The pass through the data is listed below, the flow of the algorithm begins at the block object, and to compute if there have been changes the new outset is compared with the old outset.
\begin{verbatim}
	public int Calculate_Avail_Expr()
	case Block {
	    boolean union = true;
	    avail_Next_Out = code.outset(avail_In_Set, id);
	    int oldlen = G_Facts.length(avail_Out_Set);
	    if ((oldlen != G_Facts.length(avail_Next_Out) )
	        ||
	      (oldlen != G_Facts.length(G_Facts.meets(avail_Next_Out, avail_Out_Set, !union)))
	      ) {
	      		return 1;
	    }	
	    return 0;
		}
\end{verbatim}
The code objects within the block create the outset from the inset using the method outset, using the generate and kill set operations.
\begin{verbatim}
public G_Facts outset(G_Facts ins, String id)
    case Bind {
        G_Facts outs = null;
        G_Fact d = null;
        if (t.isPure()) {
            d = new G_Fact(t, new Atoms(v, null));
        }

        if (ins == null) {
            if (d != null) {
                outs = new G_Facts(d, null);
            }
        }
        else {
            outs = t.addIns(ins);
            outs  = G_Facts.meets(outs, ins, true);
            outs = outs.kill(v);
            if (d != null) {
                outs = outs.gen(d);
            }
        }
        if (c == null) {
            debug.Log.println("unlinked bind call found!?!");
            return outs;
        }
        return c.outset(outs, id);
        }
    case Done { 
            G_Facts outs = t.addIns(ins);
            return G_Facts.meets(outs, ins, true);
        }
    case Match {
            Sets outs = null;
            if (def != null) {
                G_Facts defOuts = def.addIns(ins);
                if (defOuts != null) {
                    outs = new Sets(new Set(defOuts), outs);
                }
            }
            for (int i=0; i<alts.length; i++) {
                G_Facts altsOuts = alts[i].addIns(ins);
                if (altsOuts != null) {
                    outs = new Sets(new Set(altsOuts), outs);
                }
                
            }
            return ins;
            }
\end{verbatim}
\paragraph{Reflections of Available Expressions}
Work on the Available Expressions began as I was beginning to be quite comfortable with the original MIL objects and the local optimizations.
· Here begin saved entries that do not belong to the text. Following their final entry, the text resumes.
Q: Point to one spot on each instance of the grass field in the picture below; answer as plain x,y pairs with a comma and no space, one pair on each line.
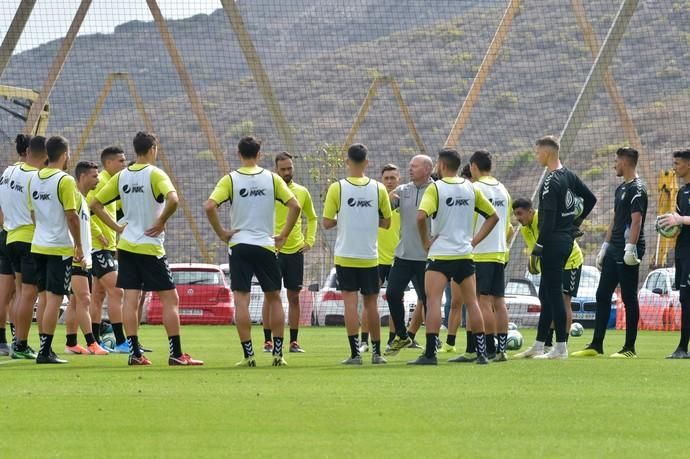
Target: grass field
97,406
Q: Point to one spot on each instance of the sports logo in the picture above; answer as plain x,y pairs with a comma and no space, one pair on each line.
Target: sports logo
352,202
450,202
40,196
248,193
133,189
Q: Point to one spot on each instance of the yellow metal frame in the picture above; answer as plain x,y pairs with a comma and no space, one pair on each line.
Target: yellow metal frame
139,104
404,109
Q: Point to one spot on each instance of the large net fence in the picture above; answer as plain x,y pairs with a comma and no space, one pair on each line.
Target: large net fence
401,76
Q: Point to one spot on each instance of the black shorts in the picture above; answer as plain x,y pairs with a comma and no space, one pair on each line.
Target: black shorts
682,273
384,272
79,271
103,263
248,260
491,278
23,261
457,270
292,270
143,272
571,281
364,280
54,273
5,263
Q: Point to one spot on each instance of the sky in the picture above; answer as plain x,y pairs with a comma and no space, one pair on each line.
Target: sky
51,19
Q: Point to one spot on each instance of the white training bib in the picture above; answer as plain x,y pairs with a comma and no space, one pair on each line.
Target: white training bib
14,198
358,221
139,205
498,196
453,223
51,223
252,209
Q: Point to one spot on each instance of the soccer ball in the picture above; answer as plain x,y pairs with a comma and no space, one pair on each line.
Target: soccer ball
514,340
576,329
666,231
108,341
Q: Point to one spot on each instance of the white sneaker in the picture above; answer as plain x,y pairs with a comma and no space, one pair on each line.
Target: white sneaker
530,352
554,354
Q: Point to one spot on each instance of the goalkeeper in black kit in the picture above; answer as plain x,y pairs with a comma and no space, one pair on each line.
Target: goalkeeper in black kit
562,197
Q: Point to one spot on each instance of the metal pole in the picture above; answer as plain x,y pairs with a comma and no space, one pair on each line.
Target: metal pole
14,32
259,73
596,74
188,85
482,74
56,68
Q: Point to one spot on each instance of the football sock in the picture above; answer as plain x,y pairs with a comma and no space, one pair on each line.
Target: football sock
71,339
431,339
175,345
376,347
247,348
118,332
134,348
502,342
471,343
480,339
490,343
354,345
46,343
277,346
90,339
96,330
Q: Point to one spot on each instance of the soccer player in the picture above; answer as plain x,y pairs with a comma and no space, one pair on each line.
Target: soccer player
451,203
409,263
7,288
387,241
252,192
490,257
358,206
77,313
56,242
528,217
619,257
291,255
20,232
148,201
104,243
681,165
557,225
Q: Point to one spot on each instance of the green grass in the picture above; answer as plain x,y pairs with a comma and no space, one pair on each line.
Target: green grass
97,406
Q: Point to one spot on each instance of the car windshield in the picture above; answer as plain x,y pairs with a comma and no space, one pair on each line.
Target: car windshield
197,277
518,288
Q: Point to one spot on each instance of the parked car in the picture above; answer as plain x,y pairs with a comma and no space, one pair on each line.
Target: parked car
522,302
204,293
329,308
584,305
659,300
256,301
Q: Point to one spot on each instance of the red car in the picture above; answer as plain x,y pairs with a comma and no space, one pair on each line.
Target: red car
204,293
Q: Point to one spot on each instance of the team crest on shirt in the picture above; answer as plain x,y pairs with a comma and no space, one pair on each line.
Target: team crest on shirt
251,192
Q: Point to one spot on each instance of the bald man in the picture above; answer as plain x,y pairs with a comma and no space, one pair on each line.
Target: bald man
409,263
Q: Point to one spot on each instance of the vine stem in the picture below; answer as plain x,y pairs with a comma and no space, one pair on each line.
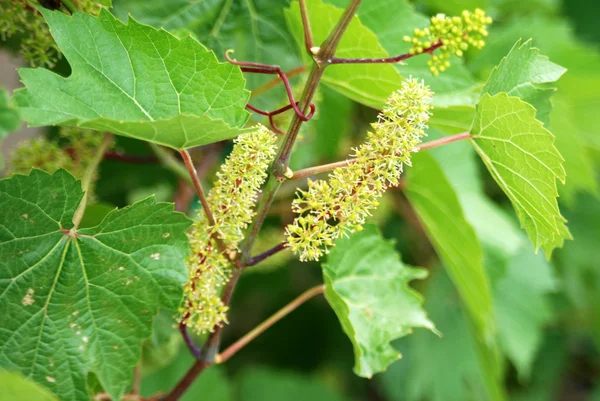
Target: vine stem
278,170
384,60
189,165
307,172
88,176
261,328
308,38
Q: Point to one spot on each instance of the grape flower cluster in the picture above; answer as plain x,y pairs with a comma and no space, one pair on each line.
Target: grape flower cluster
453,35
232,200
339,206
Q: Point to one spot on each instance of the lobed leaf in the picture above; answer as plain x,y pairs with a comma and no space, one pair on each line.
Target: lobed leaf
520,154
438,208
369,84
79,301
367,287
521,73
17,388
135,81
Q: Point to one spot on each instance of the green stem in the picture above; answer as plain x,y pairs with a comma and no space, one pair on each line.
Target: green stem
261,328
170,162
88,176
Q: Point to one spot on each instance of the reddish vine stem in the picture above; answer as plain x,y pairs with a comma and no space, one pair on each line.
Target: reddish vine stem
260,68
262,256
271,114
387,60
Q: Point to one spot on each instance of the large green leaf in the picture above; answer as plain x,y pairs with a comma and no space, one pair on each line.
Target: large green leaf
369,84
263,384
366,284
79,301
521,73
520,154
9,117
438,208
135,81
17,388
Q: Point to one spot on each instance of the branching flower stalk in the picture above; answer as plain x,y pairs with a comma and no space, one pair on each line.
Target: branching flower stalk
231,200
338,207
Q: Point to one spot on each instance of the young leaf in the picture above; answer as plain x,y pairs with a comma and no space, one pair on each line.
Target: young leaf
212,385
438,208
274,385
254,29
79,301
369,84
523,307
17,388
520,154
136,81
521,72
366,284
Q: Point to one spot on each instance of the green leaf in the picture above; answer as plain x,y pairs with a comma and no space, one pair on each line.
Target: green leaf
523,307
521,73
390,21
254,29
438,208
80,301
9,117
17,388
264,384
366,284
369,84
135,81
450,367
520,154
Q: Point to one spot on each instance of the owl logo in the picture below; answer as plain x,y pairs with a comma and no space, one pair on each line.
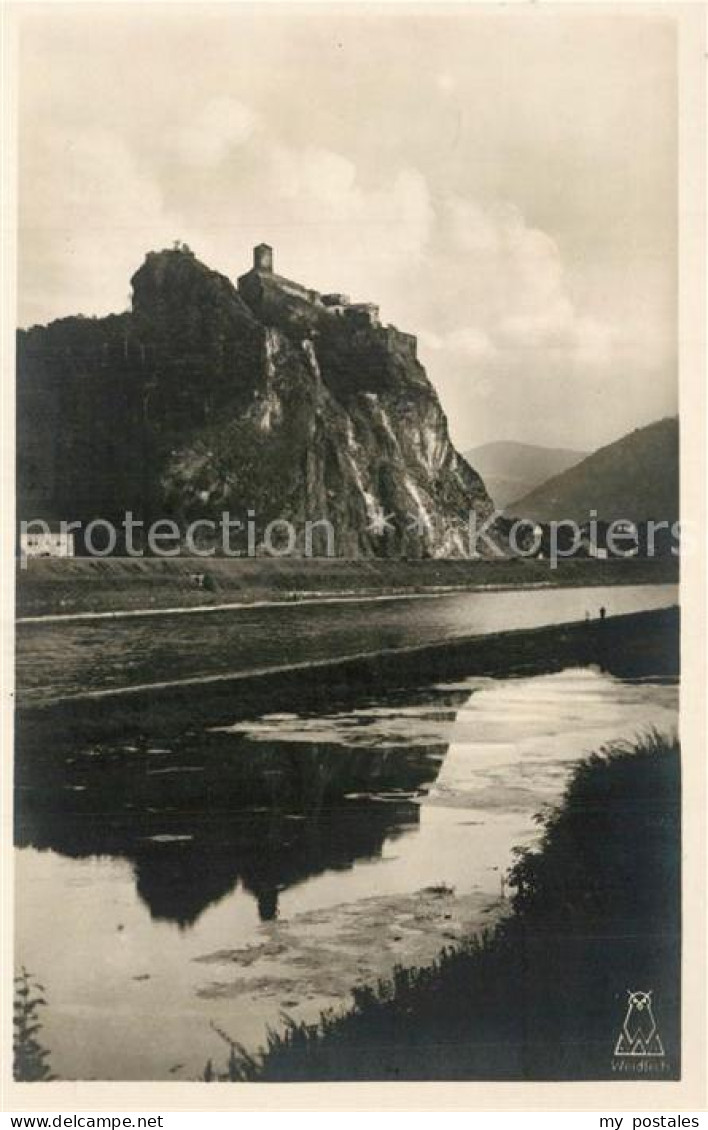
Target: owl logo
639,1035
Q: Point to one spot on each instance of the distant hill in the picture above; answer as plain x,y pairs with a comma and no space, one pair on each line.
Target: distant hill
636,477
510,470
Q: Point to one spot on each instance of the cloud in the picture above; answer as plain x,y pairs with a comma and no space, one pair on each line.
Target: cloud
85,226
221,125
486,289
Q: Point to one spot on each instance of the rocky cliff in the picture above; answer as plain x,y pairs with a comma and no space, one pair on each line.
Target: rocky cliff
267,398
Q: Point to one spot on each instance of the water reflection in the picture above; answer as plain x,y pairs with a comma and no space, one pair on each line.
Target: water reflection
229,807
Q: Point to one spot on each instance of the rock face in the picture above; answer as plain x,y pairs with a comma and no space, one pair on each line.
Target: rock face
265,400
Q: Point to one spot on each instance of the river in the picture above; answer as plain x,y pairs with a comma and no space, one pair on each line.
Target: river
58,660
244,871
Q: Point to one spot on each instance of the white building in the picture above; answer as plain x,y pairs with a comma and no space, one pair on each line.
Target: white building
46,544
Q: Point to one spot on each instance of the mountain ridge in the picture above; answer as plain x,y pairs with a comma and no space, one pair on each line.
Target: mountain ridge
512,469
635,477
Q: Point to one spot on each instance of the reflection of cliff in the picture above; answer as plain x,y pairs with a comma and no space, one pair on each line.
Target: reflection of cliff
219,809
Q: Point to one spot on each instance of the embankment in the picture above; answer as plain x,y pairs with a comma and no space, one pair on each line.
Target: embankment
81,584
634,645
594,933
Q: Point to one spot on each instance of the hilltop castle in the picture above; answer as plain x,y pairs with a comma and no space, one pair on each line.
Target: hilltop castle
269,294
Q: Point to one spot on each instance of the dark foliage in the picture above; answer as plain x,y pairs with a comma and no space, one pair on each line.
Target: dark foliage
595,913
31,1058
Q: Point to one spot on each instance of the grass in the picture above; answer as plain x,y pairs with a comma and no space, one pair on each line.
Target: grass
81,584
595,913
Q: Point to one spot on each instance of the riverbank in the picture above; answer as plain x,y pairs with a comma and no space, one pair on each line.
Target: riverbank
550,991
635,645
62,587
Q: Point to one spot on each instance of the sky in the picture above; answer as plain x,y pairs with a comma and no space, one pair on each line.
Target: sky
501,181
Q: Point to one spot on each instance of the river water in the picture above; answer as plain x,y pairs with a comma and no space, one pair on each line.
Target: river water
59,660
241,872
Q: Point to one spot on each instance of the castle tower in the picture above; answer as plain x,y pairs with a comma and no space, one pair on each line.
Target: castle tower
263,259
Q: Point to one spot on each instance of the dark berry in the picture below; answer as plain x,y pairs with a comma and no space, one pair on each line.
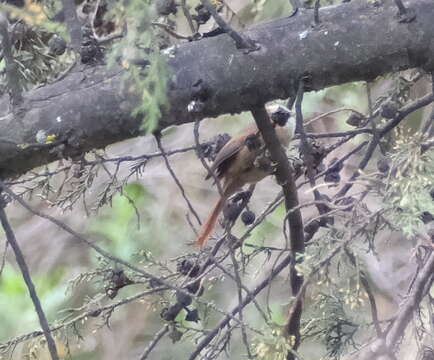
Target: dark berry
170,313
231,211
175,335
383,165
355,119
426,217
203,15
166,7
195,288
248,217
192,315
389,109
312,227
57,45
332,176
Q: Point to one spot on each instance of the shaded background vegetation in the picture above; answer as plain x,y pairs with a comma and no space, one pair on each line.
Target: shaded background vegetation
145,222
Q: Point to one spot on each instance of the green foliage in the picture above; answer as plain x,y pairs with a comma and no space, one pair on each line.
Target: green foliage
141,43
120,224
332,323
409,183
30,51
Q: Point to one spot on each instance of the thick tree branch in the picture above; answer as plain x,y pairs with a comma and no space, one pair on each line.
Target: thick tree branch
285,176
359,40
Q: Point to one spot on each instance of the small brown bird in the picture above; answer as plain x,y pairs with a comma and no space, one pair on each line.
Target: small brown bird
242,161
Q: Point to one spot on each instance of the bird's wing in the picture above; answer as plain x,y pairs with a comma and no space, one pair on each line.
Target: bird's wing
228,151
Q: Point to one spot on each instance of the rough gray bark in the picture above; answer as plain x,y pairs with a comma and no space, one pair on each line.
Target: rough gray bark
359,40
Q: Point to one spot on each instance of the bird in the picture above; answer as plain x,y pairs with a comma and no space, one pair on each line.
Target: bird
243,160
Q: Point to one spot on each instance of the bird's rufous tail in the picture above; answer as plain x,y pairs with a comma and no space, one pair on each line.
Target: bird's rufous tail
209,224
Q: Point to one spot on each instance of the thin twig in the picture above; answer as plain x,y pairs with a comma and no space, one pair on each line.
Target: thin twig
241,41
73,24
12,74
423,280
402,9
29,283
285,177
316,12
247,299
188,17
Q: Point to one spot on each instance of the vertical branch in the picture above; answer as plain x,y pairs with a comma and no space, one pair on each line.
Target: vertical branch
305,148
175,178
11,66
10,236
285,177
73,24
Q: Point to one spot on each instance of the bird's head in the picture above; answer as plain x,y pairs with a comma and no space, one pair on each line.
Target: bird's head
281,116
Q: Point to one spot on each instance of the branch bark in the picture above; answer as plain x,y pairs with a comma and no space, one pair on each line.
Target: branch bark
359,40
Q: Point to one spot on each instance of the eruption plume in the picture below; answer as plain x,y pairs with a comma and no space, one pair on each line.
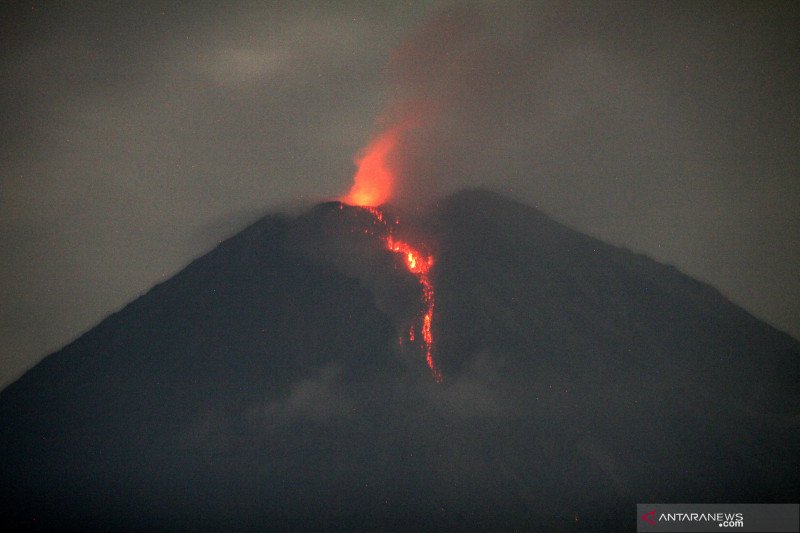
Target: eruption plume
375,178
373,185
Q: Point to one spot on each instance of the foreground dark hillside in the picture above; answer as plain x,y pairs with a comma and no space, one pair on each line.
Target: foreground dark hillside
264,386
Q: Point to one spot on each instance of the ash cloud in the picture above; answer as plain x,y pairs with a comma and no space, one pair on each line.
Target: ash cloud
671,130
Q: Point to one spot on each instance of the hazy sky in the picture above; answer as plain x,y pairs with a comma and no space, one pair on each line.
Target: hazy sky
134,137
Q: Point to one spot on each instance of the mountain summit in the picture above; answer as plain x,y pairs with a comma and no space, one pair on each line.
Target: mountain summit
272,383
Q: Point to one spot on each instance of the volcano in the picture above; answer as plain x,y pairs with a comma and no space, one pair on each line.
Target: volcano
280,381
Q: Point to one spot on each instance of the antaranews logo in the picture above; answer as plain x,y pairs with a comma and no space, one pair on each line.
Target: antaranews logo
650,517
717,517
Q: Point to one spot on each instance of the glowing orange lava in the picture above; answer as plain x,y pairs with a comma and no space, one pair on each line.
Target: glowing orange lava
419,265
373,185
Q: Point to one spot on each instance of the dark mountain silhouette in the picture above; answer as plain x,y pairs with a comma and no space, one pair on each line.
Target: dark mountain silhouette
264,387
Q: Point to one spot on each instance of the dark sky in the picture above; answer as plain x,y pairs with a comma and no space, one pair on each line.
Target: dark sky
137,136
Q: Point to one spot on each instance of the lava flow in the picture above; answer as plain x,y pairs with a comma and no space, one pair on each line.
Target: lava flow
419,265
373,185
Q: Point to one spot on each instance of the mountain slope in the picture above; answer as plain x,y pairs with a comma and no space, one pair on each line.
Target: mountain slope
264,384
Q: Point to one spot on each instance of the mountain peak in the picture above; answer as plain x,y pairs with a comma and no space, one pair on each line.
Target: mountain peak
273,380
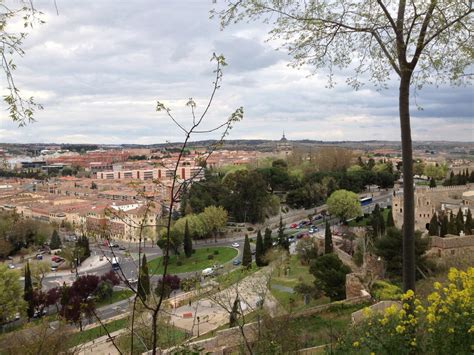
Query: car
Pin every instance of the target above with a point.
(207, 272)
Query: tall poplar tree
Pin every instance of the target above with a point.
(188, 242)
(259, 250)
(143, 287)
(28, 292)
(247, 254)
(267, 240)
(434, 227)
(328, 247)
(411, 40)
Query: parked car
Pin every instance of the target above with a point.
(207, 272)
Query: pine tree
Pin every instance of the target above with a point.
(28, 291)
(434, 228)
(468, 226)
(143, 287)
(444, 226)
(259, 250)
(234, 313)
(247, 255)
(390, 221)
(452, 225)
(55, 242)
(267, 240)
(187, 243)
(328, 247)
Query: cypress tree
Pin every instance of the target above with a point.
(267, 240)
(28, 291)
(282, 238)
(187, 243)
(55, 242)
(328, 247)
(247, 255)
(452, 225)
(468, 226)
(259, 250)
(444, 226)
(234, 313)
(143, 287)
(434, 228)
(390, 221)
(460, 221)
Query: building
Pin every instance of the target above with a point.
(431, 200)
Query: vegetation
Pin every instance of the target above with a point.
(247, 253)
(439, 324)
(344, 204)
(330, 276)
(11, 294)
(143, 287)
(198, 261)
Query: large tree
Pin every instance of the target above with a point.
(414, 41)
(330, 276)
(247, 253)
(28, 291)
(11, 301)
(344, 204)
(143, 287)
(188, 242)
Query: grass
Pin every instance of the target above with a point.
(366, 220)
(230, 278)
(117, 296)
(297, 274)
(197, 262)
(97, 332)
(324, 327)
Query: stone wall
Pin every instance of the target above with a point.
(427, 201)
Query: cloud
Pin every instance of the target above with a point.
(99, 67)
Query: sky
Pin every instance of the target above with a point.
(98, 68)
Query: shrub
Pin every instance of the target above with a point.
(384, 290)
(441, 324)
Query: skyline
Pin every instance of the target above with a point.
(82, 66)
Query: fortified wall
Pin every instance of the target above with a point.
(427, 201)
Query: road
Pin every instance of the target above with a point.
(129, 264)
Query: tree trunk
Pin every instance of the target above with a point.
(408, 188)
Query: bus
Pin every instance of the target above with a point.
(364, 201)
(115, 264)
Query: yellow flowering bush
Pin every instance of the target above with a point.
(443, 323)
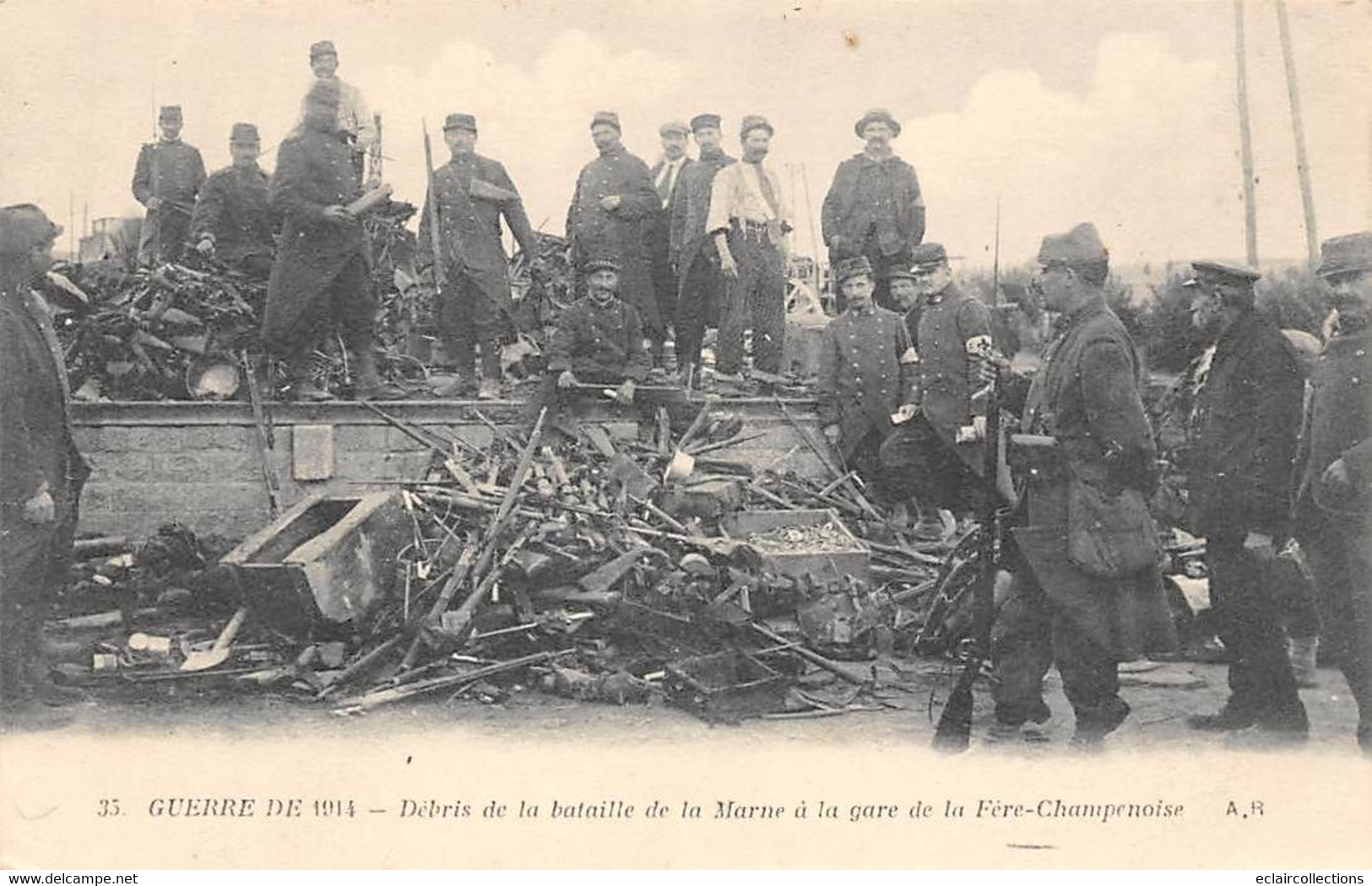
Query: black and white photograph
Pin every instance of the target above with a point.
(808, 433)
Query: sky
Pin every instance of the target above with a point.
(1114, 111)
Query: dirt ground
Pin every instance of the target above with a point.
(1158, 720)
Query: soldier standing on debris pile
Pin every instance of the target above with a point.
(612, 200)
(1334, 470)
(1247, 415)
(355, 127)
(232, 217)
(691, 253)
(867, 373)
(1088, 594)
(320, 276)
(597, 342)
(474, 306)
(667, 180)
(41, 472)
(943, 321)
(750, 221)
(166, 178)
(874, 206)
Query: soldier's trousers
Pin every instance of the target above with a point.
(1341, 560)
(697, 306)
(1250, 624)
(1032, 634)
(757, 294)
(469, 314)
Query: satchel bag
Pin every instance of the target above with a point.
(1109, 536)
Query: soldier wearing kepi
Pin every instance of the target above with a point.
(944, 321)
(41, 472)
(232, 217)
(474, 193)
(691, 253)
(1088, 595)
(667, 180)
(320, 277)
(1247, 415)
(750, 221)
(612, 200)
(1334, 470)
(166, 178)
(867, 375)
(874, 206)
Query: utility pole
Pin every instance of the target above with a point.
(1250, 210)
(1302, 166)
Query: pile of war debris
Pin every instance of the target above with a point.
(592, 565)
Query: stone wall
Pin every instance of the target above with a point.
(199, 464)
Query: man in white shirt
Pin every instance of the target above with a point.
(750, 221)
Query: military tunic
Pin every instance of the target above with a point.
(618, 233)
(234, 209)
(173, 171)
(475, 193)
(322, 266)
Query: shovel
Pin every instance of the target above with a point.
(213, 657)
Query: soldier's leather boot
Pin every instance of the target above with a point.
(369, 386)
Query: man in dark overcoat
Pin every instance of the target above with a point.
(874, 206)
(474, 193)
(1247, 415)
(867, 376)
(610, 204)
(166, 178)
(1334, 470)
(320, 279)
(41, 472)
(691, 253)
(232, 217)
(1087, 398)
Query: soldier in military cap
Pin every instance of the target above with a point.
(867, 376)
(166, 178)
(41, 472)
(750, 221)
(874, 206)
(1247, 415)
(232, 217)
(474, 195)
(1334, 470)
(943, 321)
(1064, 609)
(691, 253)
(610, 209)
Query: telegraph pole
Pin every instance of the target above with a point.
(1302, 166)
(1250, 210)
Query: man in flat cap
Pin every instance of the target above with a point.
(873, 206)
(750, 222)
(1334, 470)
(41, 472)
(355, 127)
(474, 307)
(1246, 417)
(610, 206)
(232, 217)
(691, 253)
(947, 327)
(867, 378)
(320, 279)
(599, 340)
(1088, 594)
(667, 178)
(166, 178)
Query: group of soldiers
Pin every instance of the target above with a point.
(664, 253)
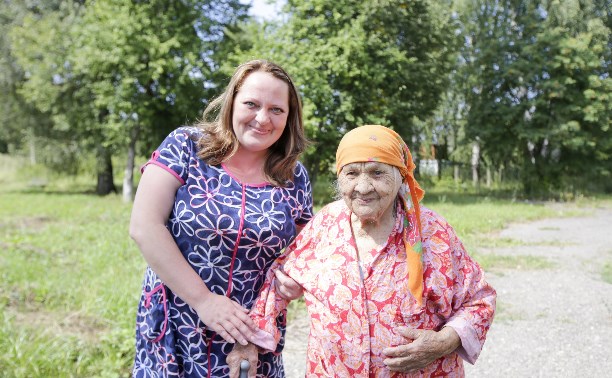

I realize after the fact that I would have been better able to find bugs in the linked list and set code if I had written them either with unit tests or another type of correctness verifications, several hours of debugging would have been saved by writing the tests first. \\
I am satisfied with the clarity of the final code, but a potential improvement would be to replace the set of tail objects with a specific bitfield assigned to each possible expression in the program.
\paragraph{}
Anticipated Expressions was the final dataflow pass that I wrote. It consisted of a recursive descent algorithm that takes the intersection of the IN sets from successor blocks and adds to it and removes from in much in the same was as Available Expressions, but flowing through the block in reverse. It reuses many of the set operations that were implemented for Available expressions, and presented the challenge of understanding where it is appropriate to check if the IN sets have been changed since the last pass, as opposed to the forward data flow analysis that Available Expressions used, rather than computing the set before running through each of the blocks, it is needed to compute them after running the data flow through the blocks. After discovering this it seems natural that a reverse flow would be opposite the forwards analysis, but this was not apparent when I initially wrote the algorithm.\pagebreak
\paragraph{}
Challenges: Working with a Monadic Intermediary Language presented me with the challenge of becoming familiar with the concept of Monads, and the way in which the Monad Laws relate to the typical applications of compiler optimizations. It was challenging to navigate through the code initially, but I found that working with the Sweet code directly allowed me to concentrate only on the code flow, and not be distracted by jumping from file to file modifying or adding new functions. The use of a new temporary for each operation as well as the listing of needed parameters on each block presented the challenge of understanding how to achieve an intersection from the OUT sets of two blocks to accurately be able to test the available and anticipated expressions functions.
\paragraph{}
Overall I feel that I have learned quite a bit about how algorithmically compilers can perform optimizations across block boundaries.\\
The next task will be to clear up the remaining bug of renaming the variables used in the sets for after they enter (for a forward analysis) or leave (reverse) the start of a block. Once that is complete, the Postponable expressions pass should be a straightforward implementation, by writing the code for set difference, and applying the same pattern of a forward dataflow analysis as the available expressions. Finishing up with the Used Expressions pass with a similar approach to the reverse flow of Anticipated Expressions. \\

\end{document}